In the reference Sparse on-line Gaussian Processes
Csató, Lehel; Opper, Manfred, Sparse on-line Gaussian processes, Neural Comput. 14, No. 3, 641-668 (2002). ZBL0987.62060.
The posterior distribution is given as
In Bayesian learning, all information about the parameters that we wish to infer is encoded in probability distributions (Bernardo & Smith, 1994). In the GP framework, the parameters are functions, and the GP priors specify a Gaussian distribution over a function space. The posterior process is entirely specified by all its finite-dimensional marginals.

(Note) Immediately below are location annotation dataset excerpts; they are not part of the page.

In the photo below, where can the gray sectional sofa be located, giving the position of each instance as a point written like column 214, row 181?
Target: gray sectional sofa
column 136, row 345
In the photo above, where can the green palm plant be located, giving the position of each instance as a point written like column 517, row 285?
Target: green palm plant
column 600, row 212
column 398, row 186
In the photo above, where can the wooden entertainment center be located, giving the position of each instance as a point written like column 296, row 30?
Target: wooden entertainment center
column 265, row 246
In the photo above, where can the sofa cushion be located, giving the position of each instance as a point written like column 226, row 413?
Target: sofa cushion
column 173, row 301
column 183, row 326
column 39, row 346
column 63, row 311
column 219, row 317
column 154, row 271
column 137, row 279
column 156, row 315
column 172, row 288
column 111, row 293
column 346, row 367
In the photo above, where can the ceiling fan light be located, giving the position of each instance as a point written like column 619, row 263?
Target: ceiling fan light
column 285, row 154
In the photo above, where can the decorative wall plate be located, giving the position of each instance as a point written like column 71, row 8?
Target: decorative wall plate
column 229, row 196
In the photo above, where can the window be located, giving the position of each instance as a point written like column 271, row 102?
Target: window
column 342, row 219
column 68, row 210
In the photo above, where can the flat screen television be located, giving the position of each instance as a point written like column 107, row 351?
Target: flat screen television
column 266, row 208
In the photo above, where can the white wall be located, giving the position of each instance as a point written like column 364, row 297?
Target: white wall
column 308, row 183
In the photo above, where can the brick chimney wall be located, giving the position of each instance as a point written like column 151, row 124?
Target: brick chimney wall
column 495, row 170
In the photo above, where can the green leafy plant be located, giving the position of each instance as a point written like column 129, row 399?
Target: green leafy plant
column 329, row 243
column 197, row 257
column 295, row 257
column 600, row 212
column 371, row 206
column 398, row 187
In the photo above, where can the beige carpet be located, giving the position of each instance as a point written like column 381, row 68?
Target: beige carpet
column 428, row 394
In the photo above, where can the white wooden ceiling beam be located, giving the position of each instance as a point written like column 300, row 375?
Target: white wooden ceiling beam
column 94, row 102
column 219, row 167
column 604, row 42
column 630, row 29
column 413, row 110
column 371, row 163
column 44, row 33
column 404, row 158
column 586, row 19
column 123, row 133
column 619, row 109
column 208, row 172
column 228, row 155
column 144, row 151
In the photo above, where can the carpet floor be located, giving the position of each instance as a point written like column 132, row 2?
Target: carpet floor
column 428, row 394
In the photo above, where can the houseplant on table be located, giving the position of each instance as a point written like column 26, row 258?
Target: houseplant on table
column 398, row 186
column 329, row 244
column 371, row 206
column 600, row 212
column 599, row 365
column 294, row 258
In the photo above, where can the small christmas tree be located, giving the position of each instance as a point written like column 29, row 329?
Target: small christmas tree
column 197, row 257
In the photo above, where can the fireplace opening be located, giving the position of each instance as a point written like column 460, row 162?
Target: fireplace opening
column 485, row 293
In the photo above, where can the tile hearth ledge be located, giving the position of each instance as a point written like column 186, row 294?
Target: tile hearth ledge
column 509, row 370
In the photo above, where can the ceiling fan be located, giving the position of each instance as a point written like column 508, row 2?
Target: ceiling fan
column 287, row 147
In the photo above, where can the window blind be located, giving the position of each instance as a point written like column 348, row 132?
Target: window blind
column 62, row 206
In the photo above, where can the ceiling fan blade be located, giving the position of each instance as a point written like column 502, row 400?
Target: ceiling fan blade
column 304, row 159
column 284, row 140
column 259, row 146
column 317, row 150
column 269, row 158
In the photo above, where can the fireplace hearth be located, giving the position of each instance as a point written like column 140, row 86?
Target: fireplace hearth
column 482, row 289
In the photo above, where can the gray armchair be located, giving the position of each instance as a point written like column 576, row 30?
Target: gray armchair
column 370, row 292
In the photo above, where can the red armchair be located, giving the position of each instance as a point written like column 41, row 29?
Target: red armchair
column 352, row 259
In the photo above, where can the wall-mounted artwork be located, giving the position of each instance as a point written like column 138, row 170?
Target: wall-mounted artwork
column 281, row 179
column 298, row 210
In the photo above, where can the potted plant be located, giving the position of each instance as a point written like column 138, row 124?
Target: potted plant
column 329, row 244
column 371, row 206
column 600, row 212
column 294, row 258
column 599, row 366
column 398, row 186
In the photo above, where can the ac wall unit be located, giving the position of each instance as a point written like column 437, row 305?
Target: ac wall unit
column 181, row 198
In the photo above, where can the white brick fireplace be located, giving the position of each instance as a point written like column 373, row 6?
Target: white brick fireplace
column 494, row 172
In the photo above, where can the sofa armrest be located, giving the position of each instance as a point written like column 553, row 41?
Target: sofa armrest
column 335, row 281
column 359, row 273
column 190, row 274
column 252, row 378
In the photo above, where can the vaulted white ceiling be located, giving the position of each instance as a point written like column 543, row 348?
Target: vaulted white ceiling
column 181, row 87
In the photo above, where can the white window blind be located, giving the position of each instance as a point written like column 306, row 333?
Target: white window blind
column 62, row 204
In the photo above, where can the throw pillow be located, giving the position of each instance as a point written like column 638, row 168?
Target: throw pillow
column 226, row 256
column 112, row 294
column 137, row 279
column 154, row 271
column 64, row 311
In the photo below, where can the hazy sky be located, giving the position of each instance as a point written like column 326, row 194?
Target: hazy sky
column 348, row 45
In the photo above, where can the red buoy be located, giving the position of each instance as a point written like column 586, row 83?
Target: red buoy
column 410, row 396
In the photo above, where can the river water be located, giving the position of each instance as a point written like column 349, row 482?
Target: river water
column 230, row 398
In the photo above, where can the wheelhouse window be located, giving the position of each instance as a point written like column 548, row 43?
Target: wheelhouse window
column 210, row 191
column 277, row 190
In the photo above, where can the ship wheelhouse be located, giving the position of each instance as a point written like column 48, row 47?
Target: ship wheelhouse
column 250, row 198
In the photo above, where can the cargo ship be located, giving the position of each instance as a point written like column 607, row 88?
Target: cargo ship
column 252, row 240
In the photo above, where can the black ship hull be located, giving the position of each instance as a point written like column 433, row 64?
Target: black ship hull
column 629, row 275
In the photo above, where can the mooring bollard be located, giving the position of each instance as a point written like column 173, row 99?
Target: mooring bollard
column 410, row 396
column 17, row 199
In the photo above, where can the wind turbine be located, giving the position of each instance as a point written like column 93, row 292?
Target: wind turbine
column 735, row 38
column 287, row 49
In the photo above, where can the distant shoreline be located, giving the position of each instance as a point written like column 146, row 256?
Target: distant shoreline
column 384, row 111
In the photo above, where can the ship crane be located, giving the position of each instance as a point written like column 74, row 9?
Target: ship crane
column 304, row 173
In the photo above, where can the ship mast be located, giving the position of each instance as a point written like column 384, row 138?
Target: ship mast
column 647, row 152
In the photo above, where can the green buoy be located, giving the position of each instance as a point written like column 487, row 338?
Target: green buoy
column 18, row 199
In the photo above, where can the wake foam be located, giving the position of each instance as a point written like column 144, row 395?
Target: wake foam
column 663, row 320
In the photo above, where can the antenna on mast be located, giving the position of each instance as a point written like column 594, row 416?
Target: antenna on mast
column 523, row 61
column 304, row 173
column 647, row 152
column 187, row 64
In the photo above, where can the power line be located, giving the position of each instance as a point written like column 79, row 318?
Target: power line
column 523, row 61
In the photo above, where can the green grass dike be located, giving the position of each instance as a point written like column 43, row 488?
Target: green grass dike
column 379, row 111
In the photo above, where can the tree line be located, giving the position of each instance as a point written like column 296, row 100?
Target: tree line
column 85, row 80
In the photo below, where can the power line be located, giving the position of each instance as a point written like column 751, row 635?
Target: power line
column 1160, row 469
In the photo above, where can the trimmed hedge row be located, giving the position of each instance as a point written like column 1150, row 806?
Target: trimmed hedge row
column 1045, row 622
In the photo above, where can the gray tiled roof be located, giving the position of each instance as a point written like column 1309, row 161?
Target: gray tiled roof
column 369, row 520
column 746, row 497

Hence, let $\boldsymbol{f} = \{f(x_1),...,f(x_M)\}$ be a set of function values such that $f_D \subseteq{f}$, where $f_D$ is the set of $f(x_i) = f_i$ with $x_i$ in the observed set of inputs, we compute the posterior distribution using the data likelihood together with the prior $p_0(\boldsymbol{f})$ as
$$ p_{post}(\boldsymbol{f}) = \frac { P(D|\boldsymbol{f})p_0(\boldsymbol{f})} { \langle P(D|\boldsymbol{f}_D) \rangle_0} $$
From this equation, the mean and kernel functions is given by using parameterization lemma on page 662,
$$ \langle f_x \rangle_{post} = \langle f_x \rangle _0 + \sum_{i=1}^{N} K_0(x,x_i)q_i\\ K_{post}(x,x^{'}) = \langle f_x \rangle _0 + \sum_{i,j=1}^{N} K_0(x,x_i)R(ij)K_0(x_j,x^{'}) $$
The parameterization lemma on page 662 calculates the $q_i$ as,
$$ q_i = \frac{ \int d \boldsymbol{f}_Dp_0(\boldsymbol{f}_D)\partial_iP(D|\boldsymbol{f}_D)} { \int d \boldsymbol{f}_Dp_0(\boldsymbol{f}_D)P(D|\boldsymbol{f}_D)} $$
When deriving the $q_i$ the numerator from the above equation, the author said he used the change of variable and the equation becomes
We can simplify the expression for qi by performing a change of variables in the numerator,$f^{'}_i=f_i-\langle f_i \rangle_0$, where $\langle f_i \rangle_0$ is the prior mean at $x_i$, and keeping all other variables unchanged $f^{'}_i=f_i, j \neq i$, leading to the numerator
$$ \int d \boldsymbol{f}_Dp_0(\boldsymbol{f^{'}}_D)\partial_iP(D|f^{'}_1,...,f^{'}_i+\langle f_i \rangle_0,...,f^{'}_i), $$
The questions are
- Why when applying the bayesian rule to calulate the posterior equation is $$ p_{post}(\boldsymbol{f}) = \frac { P(D|\boldsymbol{f})p_0(\boldsymbol{f})} { \langle P(D|\boldsymbol{f}_D) \rangle_0} $$
not $$ p_{post}(\boldsymbol{f}|D) = \frac { P(D|\boldsymbol{f})p_0(\boldsymbol{f})} { \langle P(D) \rangle_0} $$
- Why the numerator of the $q_i$ equation $$ num(q_i) = { \int d \boldsymbol{f}_Dp_0(\boldsymbol{f}_D)\partial_iP(D|\boldsymbol{f}_D)} $$
becomes after the change of variable $f^{'}_i=f_i-\langle f_i \rangle_0$ $$ num(q_i) = \int d \boldsymbol{f}_Dp_0(\boldsymbol{f^{'}}_D)\partial_iP(D|f^{'}_1,...,f^{'}_i+\langle f_i \rangle_0,...,f^{'}_i) $$
not $$ num(q_i) = \int d(\boldsymbol{f}^{'}_D + \langle \boldsymbol{f}_D \rangle) p_0(\boldsymbol{f^{'}}_D + \langle \boldsymbol{f}_D \rangle)\partial_iP(D|f^{'}_1+\langle f_1 \rangle_0,...,f^{'}_i+\langle f_i \rangle_0,...,f^{'}_i+\langle f_N \rangle_0) $$
I assume that the value $ \langle \boldsymbol{f}_D \rangle_0 $ is constant which is why the derivation becomes such. If so, why then $ \langle f_1 \rangle $ and $ \langle f_N \rangle_0 $ values are cancelled while $ \langle f_i \rangle_0 $ survived.
Thanks in advance.